Bradykinin-induced relaxation in placental chorionic plate vessels incubated with INDO, L-NAME and MgSO4
Following pre-constriction with U46619 (100 μmol/l) and administration of MgSO4 (0.2 mmol/l), INDO (10 μmol/l) and L-NAME (0.1 mmol/l), there was no overall effect of treatment, term or sex. However, a significant interaction effect (interaction effect = treatment × sex, P < 0.01, F = 8.213, df = 2) was observed. Following post hoc analysis, significantly less (P < 0.01) percentage of relaxation was significantly attenuated in male preterm placental vessels when compared to female preterm vessels and both male and female term placental vessels at all −log concentrations of bradykinin (P < 0.01) (Fig. 4).
Bradykinin-induced relaxation in placental chorionic plate vessels incubated with TRAM-34, apamin, INDO and MgSO4
In the presence of MgSO4 (0.4 mmol/l), TRAM-34 (1 μM), apamin (3 μM) and INDO (10 μmol/l) Bradykinin-induced vasodilatation did not differ between groups or sex within group (Fig. 5a).

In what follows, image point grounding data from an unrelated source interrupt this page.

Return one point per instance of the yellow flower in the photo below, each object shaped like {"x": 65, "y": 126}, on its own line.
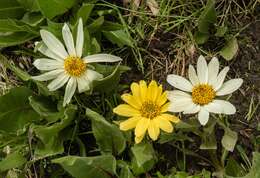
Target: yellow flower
{"x": 146, "y": 107}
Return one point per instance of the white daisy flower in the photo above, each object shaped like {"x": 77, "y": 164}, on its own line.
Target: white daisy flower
{"x": 68, "y": 66}
{"x": 203, "y": 88}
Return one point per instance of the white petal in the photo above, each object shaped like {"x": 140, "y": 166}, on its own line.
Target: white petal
{"x": 47, "y": 64}
{"x": 80, "y": 39}
{"x": 53, "y": 44}
{"x": 93, "y": 75}
{"x": 191, "y": 109}
{"x": 48, "y": 75}
{"x": 202, "y": 70}
{"x": 101, "y": 58}
{"x": 220, "y": 79}
{"x": 203, "y": 116}
{"x": 68, "y": 40}
{"x": 180, "y": 105}
{"x": 229, "y": 87}
{"x": 220, "y": 107}
{"x": 44, "y": 50}
{"x": 193, "y": 76}
{"x": 58, "y": 82}
{"x": 69, "y": 91}
{"x": 179, "y": 82}
{"x": 213, "y": 69}
{"x": 83, "y": 83}
{"x": 177, "y": 94}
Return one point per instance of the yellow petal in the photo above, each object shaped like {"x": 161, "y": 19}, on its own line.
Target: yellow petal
{"x": 126, "y": 110}
{"x": 129, "y": 123}
{"x": 165, "y": 107}
{"x": 139, "y": 139}
{"x": 143, "y": 90}
{"x": 142, "y": 126}
{"x": 129, "y": 99}
{"x": 153, "y": 130}
{"x": 162, "y": 99}
{"x": 152, "y": 91}
{"x": 171, "y": 118}
{"x": 164, "y": 124}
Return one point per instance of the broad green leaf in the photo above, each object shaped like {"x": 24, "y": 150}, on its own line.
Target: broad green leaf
{"x": 201, "y": 38}
{"x": 15, "y": 38}
{"x": 89, "y": 167}
{"x": 13, "y": 160}
{"x": 254, "y": 171}
{"x": 230, "y": 49}
{"x": 18, "y": 72}
{"x": 30, "y": 5}
{"x": 12, "y": 25}
{"x": 45, "y": 108}
{"x": 108, "y": 136}
{"x": 51, "y": 137}
{"x": 52, "y": 8}
{"x": 96, "y": 24}
{"x": 119, "y": 37}
{"x": 221, "y": 31}
{"x": 143, "y": 158}
{"x": 229, "y": 139}
{"x": 11, "y": 9}
{"x": 207, "y": 17}
{"x": 112, "y": 73}
{"x": 15, "y": 111}
{"x": 33, "y": 18}
{"x": 84, "y": 12}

Bradykinin-induced relaxation in placental chorionic plate vessels incubated with INDO and MgSO4
In the presence of INDO (10 μmol/l) and MgSO4 (0.2 mmol/l), bradykinin-induced vasodilatation was reduced in all groups, but did not differ between groups or sex within group (Fig. 5b).

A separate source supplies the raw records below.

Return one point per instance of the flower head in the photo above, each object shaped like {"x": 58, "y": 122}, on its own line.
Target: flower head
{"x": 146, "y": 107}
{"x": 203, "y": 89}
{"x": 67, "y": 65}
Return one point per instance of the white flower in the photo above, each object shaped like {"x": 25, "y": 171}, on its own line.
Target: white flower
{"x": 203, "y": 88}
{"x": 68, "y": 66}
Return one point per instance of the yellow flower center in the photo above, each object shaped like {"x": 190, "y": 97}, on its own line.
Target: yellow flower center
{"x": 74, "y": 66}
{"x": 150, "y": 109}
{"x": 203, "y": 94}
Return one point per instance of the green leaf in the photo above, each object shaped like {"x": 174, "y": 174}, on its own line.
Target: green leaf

Bradykinin-induced relaxation in placental chorionic plate vessels incubated with TRAM-34 and apamin and MgSO4
In the presence of MgSO4 (0.2 mmol/l), TRAM-34 (1 μM) and apamin (3 μM) bradykinin-induced vasodilatation did not differ between group/sex within group (Fig. 5c).
Vascular calcium concentration
An overall effect of MgSO4 treatment was observed (main effect of treatment, P < 0.001, F = 9.87, df = 1) on vascular calcium concentration. MgSO4 significantly reduced vascular calcium concentration in male and female vessels of both groups (MgSO4 treated vs. MgSO4 untreated; main effect of term, P < 0.001, F = 5.35, df = 1). This equated to an average reduction in vascular calcium concentration of ~40 % (male preterm, 26.6 ± 2.4 vs. female preterm, 23.7 ± 0.9 μg/mg, male term, 22.5 ± 2.1 μg/mg and female term, 23 ± 2.2 μg/mg) following MgSO4 treatment. An overall effect of sex could also be observed (main effect of sex, P = 0.05, F = 18.15, df = 2) in vascular calcium concentrations. In male preterm placental vascular tissue, calcium concentrations were significantly higher when compared to female preterm vascular tissue following MgSO4 (male, 9.2 ± 1.5 μg/mg vs. female, 5.2 ± 0.7 μg/mg, male term, 6.1 ± 2.0 μg/mg, female term, 5.1 ± 1.4 μg/mg). No further effects of term or interactions were observed. Following post hoc analysis, intravascular calcium prior to MgSO4 treatment was significantly (P < 0.05) increased in male preterm vessels when compared to all other groups. Following MgSO4 treatment, male preterm vascular calcium concentrations were further significantly increased (P < 0.01) when compared to all other groups (Fig. 6).